過去のセオリーが通じにくい点も、全員が同じスタートラインに立てる面白さに変わっており、パーティーゲームとしての完成度は高いと感じました。これらの点を総合的に評価し、76点としています。
『桃鉄2』は、令和版や過去作をやり尽くしたプレイヤーに自信を持っておすすめできる一本です。東西合わせて約990駅という圧倒的なボリュームで、知らない地名や物件など新しい発見が続き、ディープな桃鉄体験を存分に楽しめます。
また、自分の地元が桃鉄に登場するのを待ち望んでいた方にも非常に適した作品です。かなりマニアな地名や物件まで収録されており、「確かに地元にはこれがある!」と納得できるラインナップになっています。地元民にとっては他の何物にも代えがたい楽しさがあるでしょう。
初めて桃鉄を遊ぶ方には、まず日本全国を満遍なく楽しめる「令和版」をおすすめします。本作はボリュームが非常に大きく、桃鉄デビューの一本としては敷居が高くなってしまうためです。
| ユーザーからの評価 | |
|---|---|
GOOD |
物件が多くマップが広いのでやりがいがあり、普通に良いという評価もある。一人遊びなら周遊系カードで爽快に遊べる点も挙げられている。 |
BAD |
駅名間違い、嘘駅、嘘路線が多数存在しマップが滅茶苦茶で教育に悪い。序盤の目的地報酬が少なく物件収益が高すぎてバランスが悪く、一度躓くと逆転不可能。周遊カードが強すぎて下位プレイヤーは何もできず出来レースになる。CPUが有利な調整で理不尽。 |

『桃太郎電鉄2 ~あなたの町もきっとある~ 』はプレイヤーが鉄道会社の社長となり、各地の物件を購入しながら収益を稼いでいき、最終的に獲得した「総資産額」を競うボードゲーム「桃太郎電鉄シリーズ」の最新作です。
「令和」が2020年に発売され国内で400万本以上出荷、前作「WORLD」が2023年に発売されていることもあり、誰もが一度はプレイしたりTVやYouTubeなどで見たことがあるのではないでしょうか。

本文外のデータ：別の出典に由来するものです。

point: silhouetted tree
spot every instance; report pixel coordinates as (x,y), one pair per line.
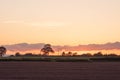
(2,51)
(47,49)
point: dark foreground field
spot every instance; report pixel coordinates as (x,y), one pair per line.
(59,70)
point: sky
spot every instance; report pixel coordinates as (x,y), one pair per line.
(59,22)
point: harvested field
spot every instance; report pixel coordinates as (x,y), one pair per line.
(59,70)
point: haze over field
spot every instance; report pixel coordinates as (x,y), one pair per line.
(60,22)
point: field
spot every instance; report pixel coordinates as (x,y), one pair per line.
(59,70)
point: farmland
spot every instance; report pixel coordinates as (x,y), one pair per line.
(59,70)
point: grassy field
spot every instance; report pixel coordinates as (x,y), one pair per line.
(59,71)
(60,59)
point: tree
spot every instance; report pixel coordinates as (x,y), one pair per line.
(2,51)
(47,49)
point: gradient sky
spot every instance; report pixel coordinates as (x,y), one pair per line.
(59,22)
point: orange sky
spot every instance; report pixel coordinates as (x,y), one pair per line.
(59,22)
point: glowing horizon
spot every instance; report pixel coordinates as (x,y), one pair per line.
(59,22)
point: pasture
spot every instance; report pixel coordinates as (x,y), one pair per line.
(59,70)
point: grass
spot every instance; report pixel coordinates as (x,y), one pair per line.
(60,59)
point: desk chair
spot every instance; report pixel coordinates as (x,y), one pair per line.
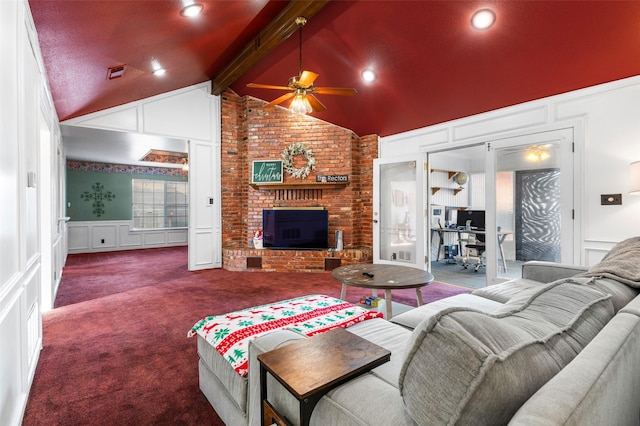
(474,250)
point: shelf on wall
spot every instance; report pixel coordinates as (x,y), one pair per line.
(450,173)
(435,189)
(301,185)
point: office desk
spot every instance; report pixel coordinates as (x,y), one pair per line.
(500,236)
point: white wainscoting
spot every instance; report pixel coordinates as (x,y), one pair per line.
(595,250)
(114,235)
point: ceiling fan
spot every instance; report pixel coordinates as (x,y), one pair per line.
(301,87)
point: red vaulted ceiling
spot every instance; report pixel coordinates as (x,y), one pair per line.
(431,65)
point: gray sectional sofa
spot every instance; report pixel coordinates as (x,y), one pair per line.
(561,346)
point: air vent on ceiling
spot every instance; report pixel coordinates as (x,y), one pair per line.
(115,72)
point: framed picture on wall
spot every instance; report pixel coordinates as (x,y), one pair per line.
(266,171)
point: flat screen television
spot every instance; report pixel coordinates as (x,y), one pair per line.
(476,217)
(295,229)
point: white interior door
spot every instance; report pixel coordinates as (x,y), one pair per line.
(204,206)
(398,216)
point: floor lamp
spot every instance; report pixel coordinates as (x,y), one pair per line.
(635,178)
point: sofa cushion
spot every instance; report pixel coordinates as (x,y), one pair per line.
(412,318)
(235,385)
(470,367)
(507,290)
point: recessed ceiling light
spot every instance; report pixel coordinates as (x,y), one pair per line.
(191,10)
(483,19)
(368,75)
(157,68)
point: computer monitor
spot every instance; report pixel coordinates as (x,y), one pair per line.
(475,216)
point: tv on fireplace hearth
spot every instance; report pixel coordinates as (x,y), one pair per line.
(295,229)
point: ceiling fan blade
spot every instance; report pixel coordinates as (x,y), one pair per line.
(280,99)
(267,86)
(334,91)
(315,103)
(307,78)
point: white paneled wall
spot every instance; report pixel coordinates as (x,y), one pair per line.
(24,95)
(112,235)
(605,123)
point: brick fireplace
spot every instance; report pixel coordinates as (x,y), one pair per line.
(251,132)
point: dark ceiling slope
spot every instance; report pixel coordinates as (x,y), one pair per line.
(432,66)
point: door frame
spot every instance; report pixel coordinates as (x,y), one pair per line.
(420,260)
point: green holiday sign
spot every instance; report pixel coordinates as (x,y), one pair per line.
(266,171)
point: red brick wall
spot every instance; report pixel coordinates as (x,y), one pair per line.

桃鉄2は東日本と西日本にマップが完全に分かれ、好きな方のマップで遊ぶ仕様になりました。マップが分かれたことでそのぶん1つ1つの都道府県が大きく描かれ、駅や物件数が非常に増加(なんと東と西あわせて約1000駅)しており、あなたの地元やゆかりのある地も見つかるかもしれません。
貧乏神やイベントで出題されるクイズもより難しいマニアな問題になっており、ゲームで遊びながら日本の地理や文化、歴史などを勉強できるゲームになっています。
| 項目 | 東日本 | 西日本 |
|---|---|---|
| ①物件駅 | 559駅 | 431駅 |
| ②限定カード | あり | なし |
| ③限定イベント | 豪雪イベント | 海底イベント |
| ④3年決戦 | ナマハーゲン登場 | 名産怪獣なし |
| ⑤歴史ヒーロー | 標準 | 強力キャラ多数 |
桃鉄2では、東日本と西日本にマップが分かれていますが、どちらも魅力的な要素があり、決定的な優劣はありません。より広いマップ、多彩なカードやイベントを楽しみたいなら「東日本」。強力な歴史ヒーローを駆使したダイナミックな戦いがしたいなら「西日本」というのが一つの指針になります。
しかし、一番のおすすめは「その時集まるメンバーの出身地が多い方」です。やはり、自分の地元が登場するマップで遊ぶと盛り上がるでしょう。

本作は、プレイヤーに「地元愛」という喜びを与える一方で、シリーズ恒例の「絶望」もしっかりと強化されています。特にボンビー(貧乏神)は、Switch作品の中で最も厄介になったと感じます。
まず、貧乏神(通常形態)が強くなりました。 これまではカードを割る程度でしたが、今作では「他の社長さんにカードをプレゼントする」という悪行が追加。手持ちの急行系カードや便利カードをライバルに渡してしまう最悪の事態が発生します。 また、ルーレットで「3ターン休み」にさせられる悪行もあり、その休んでいる間にキングボンビーに変身! という理不尽なコンボを食らう可能性も出てきました。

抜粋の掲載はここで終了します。